API and Dashboard Availability
Incident Report for Onfido
Postmortem

Summary

On Monday, Jan 9th UTC, a configuration error resulted in approximately 10 minutes of service unavailability between 13:37 and 13:47 UTC for the Onfido API and dashboard. Most requests made to *.onfido.com failed during this time, returning a 503 status.

We work hard to deliver a stable and reliable service to our customers. When failures occur, we put together a timeline of the events, consider what we've learned, and decide on what remedies we can take to avoid similar issues in the future. We want to be transparent with you about what happened and what we've learned from this incident.

Timeline

On Monday, Jan 9th at 13:29 UTC, we began to roll out a new production release. This release had previously been tested in our staging environment. At 13:37 UTC, our uptime monitoring began to report that service was unavailable on our API and dashboard.

At 13:38 UTC, a site reliability engineer was notified; the wider engineering team was also alerted at this time. On investigation, the engineer on point determined that new server instances were failing to start up correctly, but were being erroneously registered with load balancers.

By 13:47 UTC, we had cancelled the rollout of the new version and restored baseline capacity of the previous version. By 14:11 UTC we had brought our service back to full capacity.

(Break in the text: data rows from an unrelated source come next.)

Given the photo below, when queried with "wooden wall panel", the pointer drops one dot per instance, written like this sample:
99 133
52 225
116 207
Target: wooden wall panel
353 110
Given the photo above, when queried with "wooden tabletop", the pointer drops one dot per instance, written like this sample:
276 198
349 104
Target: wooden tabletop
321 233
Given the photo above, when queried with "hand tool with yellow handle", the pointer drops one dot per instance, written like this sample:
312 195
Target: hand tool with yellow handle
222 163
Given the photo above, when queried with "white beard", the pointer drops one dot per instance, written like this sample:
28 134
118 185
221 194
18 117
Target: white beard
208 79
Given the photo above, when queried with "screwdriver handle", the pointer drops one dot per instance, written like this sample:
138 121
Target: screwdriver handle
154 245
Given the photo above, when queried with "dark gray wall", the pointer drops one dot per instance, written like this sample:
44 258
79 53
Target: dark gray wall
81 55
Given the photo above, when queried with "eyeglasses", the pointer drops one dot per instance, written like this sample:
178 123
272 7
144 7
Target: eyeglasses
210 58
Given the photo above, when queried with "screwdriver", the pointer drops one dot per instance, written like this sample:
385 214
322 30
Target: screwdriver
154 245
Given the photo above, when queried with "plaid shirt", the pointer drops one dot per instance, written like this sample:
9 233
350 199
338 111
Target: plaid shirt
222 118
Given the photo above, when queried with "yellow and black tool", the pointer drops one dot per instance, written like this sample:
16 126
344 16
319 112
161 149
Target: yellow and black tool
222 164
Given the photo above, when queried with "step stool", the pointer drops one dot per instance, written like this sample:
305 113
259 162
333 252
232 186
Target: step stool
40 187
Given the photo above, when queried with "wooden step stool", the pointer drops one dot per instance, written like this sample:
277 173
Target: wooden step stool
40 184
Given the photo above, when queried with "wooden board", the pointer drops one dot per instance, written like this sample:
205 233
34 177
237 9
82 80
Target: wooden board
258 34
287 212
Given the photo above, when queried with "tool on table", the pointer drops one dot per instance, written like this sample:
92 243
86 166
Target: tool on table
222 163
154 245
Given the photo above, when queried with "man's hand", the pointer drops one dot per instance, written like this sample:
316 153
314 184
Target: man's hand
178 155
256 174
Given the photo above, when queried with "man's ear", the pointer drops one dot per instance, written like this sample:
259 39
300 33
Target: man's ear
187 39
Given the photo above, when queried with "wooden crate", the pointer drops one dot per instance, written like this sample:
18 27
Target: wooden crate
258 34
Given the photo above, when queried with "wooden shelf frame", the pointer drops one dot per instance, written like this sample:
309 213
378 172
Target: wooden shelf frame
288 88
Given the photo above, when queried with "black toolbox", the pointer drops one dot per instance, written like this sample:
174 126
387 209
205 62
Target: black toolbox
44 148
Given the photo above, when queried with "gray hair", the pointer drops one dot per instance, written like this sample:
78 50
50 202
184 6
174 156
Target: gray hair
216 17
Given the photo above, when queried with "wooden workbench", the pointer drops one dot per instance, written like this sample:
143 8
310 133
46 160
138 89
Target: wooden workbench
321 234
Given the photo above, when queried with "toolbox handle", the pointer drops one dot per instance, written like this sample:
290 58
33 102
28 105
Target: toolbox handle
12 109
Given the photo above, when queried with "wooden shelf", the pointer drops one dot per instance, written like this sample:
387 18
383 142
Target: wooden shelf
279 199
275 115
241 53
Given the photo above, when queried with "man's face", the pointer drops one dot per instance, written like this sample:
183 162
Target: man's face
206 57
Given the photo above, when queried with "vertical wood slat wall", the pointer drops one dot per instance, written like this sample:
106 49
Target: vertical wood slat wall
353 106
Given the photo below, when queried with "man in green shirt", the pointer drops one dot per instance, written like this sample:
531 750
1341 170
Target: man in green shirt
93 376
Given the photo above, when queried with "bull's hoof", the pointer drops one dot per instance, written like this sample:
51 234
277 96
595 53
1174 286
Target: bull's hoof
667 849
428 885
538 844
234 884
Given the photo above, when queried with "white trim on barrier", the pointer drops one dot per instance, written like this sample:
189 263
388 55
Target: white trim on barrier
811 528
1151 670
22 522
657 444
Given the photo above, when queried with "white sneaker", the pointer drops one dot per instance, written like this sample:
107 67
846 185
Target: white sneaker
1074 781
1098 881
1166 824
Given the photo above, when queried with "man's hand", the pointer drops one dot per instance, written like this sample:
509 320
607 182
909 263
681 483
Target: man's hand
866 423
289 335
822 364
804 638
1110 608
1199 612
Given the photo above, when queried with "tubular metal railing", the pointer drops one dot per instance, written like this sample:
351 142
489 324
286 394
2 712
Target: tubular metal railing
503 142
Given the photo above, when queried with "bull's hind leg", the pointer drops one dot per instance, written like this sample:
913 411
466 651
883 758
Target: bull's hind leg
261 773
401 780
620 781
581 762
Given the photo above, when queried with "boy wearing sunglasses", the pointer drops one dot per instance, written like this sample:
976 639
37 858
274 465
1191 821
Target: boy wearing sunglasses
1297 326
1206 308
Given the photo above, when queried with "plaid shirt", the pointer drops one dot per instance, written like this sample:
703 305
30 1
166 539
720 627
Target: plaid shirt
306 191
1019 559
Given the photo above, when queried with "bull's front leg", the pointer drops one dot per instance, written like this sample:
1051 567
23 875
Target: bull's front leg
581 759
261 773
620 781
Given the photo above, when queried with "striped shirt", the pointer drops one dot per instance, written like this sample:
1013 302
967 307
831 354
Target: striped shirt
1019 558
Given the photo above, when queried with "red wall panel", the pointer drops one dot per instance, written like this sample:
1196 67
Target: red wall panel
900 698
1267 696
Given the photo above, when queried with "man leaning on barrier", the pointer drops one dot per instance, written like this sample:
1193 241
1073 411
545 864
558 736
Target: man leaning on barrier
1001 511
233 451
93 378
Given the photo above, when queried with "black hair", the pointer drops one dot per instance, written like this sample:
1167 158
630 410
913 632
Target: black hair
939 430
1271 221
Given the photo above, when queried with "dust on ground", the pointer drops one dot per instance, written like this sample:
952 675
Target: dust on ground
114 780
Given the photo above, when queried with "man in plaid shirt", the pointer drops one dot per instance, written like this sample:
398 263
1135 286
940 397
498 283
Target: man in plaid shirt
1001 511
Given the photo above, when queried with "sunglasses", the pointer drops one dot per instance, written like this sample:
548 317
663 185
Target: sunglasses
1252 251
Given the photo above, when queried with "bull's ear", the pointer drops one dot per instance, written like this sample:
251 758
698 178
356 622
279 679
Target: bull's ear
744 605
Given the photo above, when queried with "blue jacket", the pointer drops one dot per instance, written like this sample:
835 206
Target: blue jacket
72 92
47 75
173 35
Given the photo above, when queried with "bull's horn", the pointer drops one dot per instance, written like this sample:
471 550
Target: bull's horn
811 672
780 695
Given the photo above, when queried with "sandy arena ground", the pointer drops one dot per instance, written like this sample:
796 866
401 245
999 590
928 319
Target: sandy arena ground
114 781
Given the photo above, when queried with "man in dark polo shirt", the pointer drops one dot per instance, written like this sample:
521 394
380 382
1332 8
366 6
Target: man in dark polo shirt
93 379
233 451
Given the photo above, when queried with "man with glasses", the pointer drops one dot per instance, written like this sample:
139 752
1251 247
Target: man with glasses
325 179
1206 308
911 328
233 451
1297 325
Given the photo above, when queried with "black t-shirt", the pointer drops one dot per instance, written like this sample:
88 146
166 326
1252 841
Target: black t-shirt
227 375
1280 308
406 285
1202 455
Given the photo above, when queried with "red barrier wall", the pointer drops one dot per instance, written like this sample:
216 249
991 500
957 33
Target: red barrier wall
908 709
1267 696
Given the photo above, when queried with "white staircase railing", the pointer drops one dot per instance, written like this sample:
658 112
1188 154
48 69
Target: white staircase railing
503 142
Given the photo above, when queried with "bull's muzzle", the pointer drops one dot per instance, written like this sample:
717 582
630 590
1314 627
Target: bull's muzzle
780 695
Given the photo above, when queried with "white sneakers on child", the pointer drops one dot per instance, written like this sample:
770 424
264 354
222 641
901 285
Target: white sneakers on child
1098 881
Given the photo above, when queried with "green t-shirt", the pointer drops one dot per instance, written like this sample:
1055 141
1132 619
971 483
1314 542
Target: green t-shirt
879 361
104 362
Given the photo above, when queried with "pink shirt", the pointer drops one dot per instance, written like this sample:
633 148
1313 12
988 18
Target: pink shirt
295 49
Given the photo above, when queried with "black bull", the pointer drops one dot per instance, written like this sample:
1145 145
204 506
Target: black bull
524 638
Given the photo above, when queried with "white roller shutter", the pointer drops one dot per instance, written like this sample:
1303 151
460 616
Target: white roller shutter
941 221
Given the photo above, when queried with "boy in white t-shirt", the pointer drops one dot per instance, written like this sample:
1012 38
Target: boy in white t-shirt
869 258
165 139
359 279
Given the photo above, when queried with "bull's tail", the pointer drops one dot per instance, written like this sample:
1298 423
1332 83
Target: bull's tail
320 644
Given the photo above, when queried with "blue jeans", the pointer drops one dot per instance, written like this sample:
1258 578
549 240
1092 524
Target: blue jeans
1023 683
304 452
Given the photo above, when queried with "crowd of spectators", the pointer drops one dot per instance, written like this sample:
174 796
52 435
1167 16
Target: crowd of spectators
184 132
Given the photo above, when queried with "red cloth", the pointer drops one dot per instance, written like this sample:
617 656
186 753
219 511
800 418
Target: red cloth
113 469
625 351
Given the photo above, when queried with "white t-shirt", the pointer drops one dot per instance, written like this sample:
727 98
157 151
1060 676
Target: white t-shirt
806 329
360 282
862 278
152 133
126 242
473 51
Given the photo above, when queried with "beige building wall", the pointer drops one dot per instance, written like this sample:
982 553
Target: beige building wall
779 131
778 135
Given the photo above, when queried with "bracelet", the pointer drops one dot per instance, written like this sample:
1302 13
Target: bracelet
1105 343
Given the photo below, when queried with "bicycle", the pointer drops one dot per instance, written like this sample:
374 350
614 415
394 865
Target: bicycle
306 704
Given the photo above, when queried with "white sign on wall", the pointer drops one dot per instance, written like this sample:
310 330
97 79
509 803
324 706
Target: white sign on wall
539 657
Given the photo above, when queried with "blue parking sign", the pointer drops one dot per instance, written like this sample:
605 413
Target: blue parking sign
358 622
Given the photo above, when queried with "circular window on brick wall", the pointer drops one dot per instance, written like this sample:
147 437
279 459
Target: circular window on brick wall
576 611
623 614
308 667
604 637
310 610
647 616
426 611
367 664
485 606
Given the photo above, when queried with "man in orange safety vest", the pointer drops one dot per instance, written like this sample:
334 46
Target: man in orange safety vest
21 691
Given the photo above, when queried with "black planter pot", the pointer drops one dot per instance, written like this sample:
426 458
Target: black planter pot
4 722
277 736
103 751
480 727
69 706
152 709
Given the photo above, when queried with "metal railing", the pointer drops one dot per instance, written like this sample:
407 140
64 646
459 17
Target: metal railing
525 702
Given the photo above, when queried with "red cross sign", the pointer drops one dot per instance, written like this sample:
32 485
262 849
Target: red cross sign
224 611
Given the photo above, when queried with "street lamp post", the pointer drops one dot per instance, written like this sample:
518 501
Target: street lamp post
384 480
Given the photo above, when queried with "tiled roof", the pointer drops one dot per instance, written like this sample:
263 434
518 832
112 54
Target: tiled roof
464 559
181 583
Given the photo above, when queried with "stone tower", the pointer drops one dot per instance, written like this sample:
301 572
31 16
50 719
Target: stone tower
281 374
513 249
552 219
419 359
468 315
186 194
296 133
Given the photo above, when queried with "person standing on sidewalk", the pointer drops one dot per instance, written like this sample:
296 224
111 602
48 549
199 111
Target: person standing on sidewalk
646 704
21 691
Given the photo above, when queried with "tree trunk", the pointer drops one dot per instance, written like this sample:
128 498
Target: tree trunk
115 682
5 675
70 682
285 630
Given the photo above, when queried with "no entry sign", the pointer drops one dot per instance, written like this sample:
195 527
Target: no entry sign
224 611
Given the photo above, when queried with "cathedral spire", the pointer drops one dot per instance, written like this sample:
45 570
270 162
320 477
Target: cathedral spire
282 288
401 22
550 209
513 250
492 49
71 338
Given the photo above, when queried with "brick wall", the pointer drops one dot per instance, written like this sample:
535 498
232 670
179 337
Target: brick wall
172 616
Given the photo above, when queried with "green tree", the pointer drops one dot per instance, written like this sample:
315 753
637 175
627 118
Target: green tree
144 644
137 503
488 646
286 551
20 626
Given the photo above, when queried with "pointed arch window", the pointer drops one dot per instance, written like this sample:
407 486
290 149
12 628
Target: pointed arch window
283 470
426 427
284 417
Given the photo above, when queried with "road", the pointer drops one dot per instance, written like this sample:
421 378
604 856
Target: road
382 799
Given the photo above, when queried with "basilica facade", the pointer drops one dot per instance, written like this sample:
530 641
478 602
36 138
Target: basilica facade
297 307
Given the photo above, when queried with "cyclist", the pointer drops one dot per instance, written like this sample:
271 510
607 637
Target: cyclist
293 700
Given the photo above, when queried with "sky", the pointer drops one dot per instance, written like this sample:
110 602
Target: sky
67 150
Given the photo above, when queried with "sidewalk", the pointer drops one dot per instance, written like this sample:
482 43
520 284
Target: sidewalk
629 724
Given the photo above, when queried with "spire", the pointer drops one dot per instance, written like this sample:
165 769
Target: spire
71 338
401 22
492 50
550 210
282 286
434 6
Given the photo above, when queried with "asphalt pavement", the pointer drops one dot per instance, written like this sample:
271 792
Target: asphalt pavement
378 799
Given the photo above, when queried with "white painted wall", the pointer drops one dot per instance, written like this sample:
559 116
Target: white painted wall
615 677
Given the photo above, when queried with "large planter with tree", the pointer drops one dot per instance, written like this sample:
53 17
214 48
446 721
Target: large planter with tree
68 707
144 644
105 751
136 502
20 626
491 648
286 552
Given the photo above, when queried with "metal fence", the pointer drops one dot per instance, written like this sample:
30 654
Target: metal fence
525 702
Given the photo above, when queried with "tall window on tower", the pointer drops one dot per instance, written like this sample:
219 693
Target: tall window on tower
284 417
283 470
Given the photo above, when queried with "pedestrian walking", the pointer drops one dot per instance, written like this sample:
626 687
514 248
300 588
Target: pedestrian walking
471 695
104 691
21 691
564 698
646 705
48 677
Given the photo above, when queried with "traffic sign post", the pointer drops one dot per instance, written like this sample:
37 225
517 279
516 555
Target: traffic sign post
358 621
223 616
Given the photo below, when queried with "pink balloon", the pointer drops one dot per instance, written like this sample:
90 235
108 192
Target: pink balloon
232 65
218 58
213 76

Since then, we have seen no further availability issues.

Contributing factors

Our deploy process is intended to work on a rolling basis: our tooling progressively brings new instances up, runs health checks, and removes old instances if those health checks pass successfully. This allows us to maintain a stable service whilst supporting multiple releases per day.

In this case, our new instances failed to start correctly due to incompatible configuration in a proxy service. The health-checking process did not work correctly and unhealthy instances were put into service.

This indicated two issues in our deployment process:

  1. Manual coordination required to merge implicitly dependent features. While both backend changes and the proxy service change were tested in our staging environment, the merge of these to our deployment branch needed to be coordinated; unfortunately the proxy service change was not merged ahead of the release.
  2. Our health checks were not sufficient to detect this issue on a new instance.

Remediations

Over the last two days, we have adjusted our health checks to effectively identify this issue, which will prevent unhealthy instances being added to service in future.

Over the next week we intend to restructure our deployment process to make the dependency between these two services explicit, thus removing the need for manual coordination.

Posted Jan 13, 2017 - 14:09 UTC

Resolved
This issue has now been resolved.

We'll follow this update with a postmortem in the next few days, after we've finished analysing the impact of this issue and the best possible course to avoid any future occurrence.
Posted Jan 09, 2017 - 14:11 UTC
Monitoring
Service has resumed and we are working on returning to full capacity.
Posted Jan 09, 2017 - 13:51 UTC
Identified
We're currently experiencing issues with API, dashboard and applicant form availability.

The issue has been identified and we're currently working on a resolution; update expected at 14:00 GMT.
Posted Jan 09, 2017 - 13:45 UTC